Borgonha (França) — Após três anos de trabalhos, o arquiteto francês Paul du Pré de Saint Maur finalizou a restauração de um castelo de 500 anos na região da Borgonha. A intervenção começou de forma modesta, com o pedido dos proprietários para modernizar dois banheiros, mas rapidamente se estendeu para quartos, halls de entrada, escada principal e outros ambientes.

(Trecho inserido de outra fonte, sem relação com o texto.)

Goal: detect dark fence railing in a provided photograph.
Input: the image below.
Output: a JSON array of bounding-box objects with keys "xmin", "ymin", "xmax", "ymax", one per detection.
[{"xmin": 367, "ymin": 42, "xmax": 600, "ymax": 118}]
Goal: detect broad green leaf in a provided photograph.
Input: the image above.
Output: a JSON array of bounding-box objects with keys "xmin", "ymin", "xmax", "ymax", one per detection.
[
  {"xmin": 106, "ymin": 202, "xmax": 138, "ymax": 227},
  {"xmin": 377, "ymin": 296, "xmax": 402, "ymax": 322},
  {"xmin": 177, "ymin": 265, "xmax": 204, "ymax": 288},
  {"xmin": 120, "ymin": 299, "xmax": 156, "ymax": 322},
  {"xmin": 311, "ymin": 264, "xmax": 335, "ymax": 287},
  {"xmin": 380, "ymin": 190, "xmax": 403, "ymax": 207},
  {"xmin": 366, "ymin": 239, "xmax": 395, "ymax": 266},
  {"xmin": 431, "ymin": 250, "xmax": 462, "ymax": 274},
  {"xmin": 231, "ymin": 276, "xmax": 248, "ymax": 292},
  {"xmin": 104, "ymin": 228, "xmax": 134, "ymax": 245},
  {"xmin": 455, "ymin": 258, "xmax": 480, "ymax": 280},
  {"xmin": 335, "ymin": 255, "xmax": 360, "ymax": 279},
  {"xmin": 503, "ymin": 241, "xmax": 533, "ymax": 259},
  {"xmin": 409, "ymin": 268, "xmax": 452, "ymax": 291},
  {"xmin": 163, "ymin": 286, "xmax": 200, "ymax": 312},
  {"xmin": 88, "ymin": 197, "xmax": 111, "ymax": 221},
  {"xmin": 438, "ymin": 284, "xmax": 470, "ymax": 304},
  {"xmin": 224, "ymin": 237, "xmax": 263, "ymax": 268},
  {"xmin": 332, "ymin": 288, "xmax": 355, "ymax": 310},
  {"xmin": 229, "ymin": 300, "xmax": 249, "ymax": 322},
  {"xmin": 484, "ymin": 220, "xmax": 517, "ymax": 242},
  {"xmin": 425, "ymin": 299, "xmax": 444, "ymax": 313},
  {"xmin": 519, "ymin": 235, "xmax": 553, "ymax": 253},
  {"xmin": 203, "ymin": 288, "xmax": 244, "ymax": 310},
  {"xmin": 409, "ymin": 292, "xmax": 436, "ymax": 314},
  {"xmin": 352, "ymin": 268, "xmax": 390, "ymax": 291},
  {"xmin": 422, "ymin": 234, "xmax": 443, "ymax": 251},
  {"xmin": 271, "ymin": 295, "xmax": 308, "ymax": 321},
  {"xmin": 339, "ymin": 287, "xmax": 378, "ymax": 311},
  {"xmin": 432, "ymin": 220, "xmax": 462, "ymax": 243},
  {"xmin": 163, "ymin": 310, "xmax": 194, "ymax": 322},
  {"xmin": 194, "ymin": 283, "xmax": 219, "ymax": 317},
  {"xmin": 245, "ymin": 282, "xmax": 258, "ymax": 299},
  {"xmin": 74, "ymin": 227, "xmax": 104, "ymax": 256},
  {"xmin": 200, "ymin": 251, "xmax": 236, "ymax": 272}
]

Influência italiana sem cópia literal
O edifício já havia passado por uma grande reforma no século 19, que adicionou uma escadaria monumental e um piso em mosaico. Essas características inspiraram Paul, que recorreu às memórias de seus anos de estudo em Roma para introduzir elementos do Renascimento italiano. “Não recrio a história; a inspiração me diverte, mas a cópia não me interessa”, afirma o arquiteto.
Cores, arte e mobiliário selecionados
Para suavizar o peso histórico da construção, Paul aplicou tons terrosos de Siena e o preto presente no mosaico em boiseries e portas. Molduras da sala de estar receberam pequenos ornamentos escuros, enquanto afrescos pintados pelo irmão do arquiteto, Pierre du Pré de Saint Maur, coroam as portas.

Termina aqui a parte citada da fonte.